Kevin Smith needed Red State's teaser to accomplish a whole lot. Known for his vulgar comedies, like Clerks and Mallrats, with their sex-obsessed comedy and fanboy-friendly pop culture insider jokes, Smith took a hard 180 with Red State, a psychological horror flick about a cult of religious fundamentalists—frankly, people didn’t know what the hell to expect. But when the film's trailer premiered online, both Smith’s followers and haters were left stunned.

It's an exercise in duality—the imagery is viscerally chaotic, yet the sound of co-star Michael Parks' monologue is calm, almost soothing. Unfortunately, the full movie didn't live up to its preview's potential, and Smith's other attempt at nihilistic genre, last year’s Tusk, further cemented the comedic filmmaker's horror deficiencies. As it stands, Red State's trailer is scariest thing Smith has ever made—the awful Cop Out notwithstanding.


The Texas Chainsaw Massacre (2003)/The Hills Have Eyes (2006)

These trailers are cut from the same blood-drenched cloth. With the previews for their modernized versions of The Texas Chainsaw Massacre and The Hills Have Eyes, directors Marcus Nispel and Alexandra Aja, respectively, had to convince horror fanatics that Tobe Hooper and Wes Craven's '70s-era originals were in good hands.

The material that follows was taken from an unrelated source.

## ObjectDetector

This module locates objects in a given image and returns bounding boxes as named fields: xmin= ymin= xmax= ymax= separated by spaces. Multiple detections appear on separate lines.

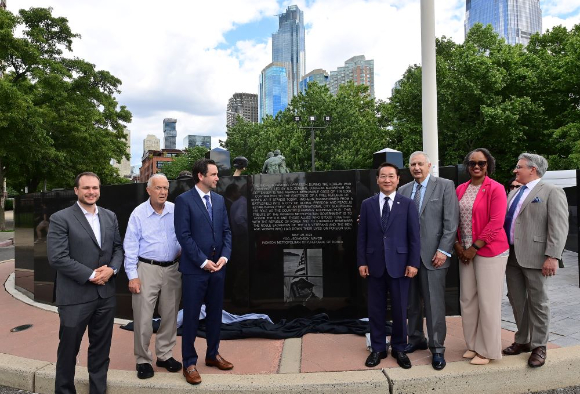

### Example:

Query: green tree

Thankfully, both films rank on the positive end of the horror remake scale, with Aja's The Hills Have Eyes being one of the best genre reboots ever. And both trailers impressively acknowledge their predecessors' carnage and intensity, proving that Hollywood sheen doesn't always have to rid hardcore horror of its edginess. Bonus points go to the Texas Chainsaw 2003 trailer's smart and well-placed use of the original movie's piercing shrieks.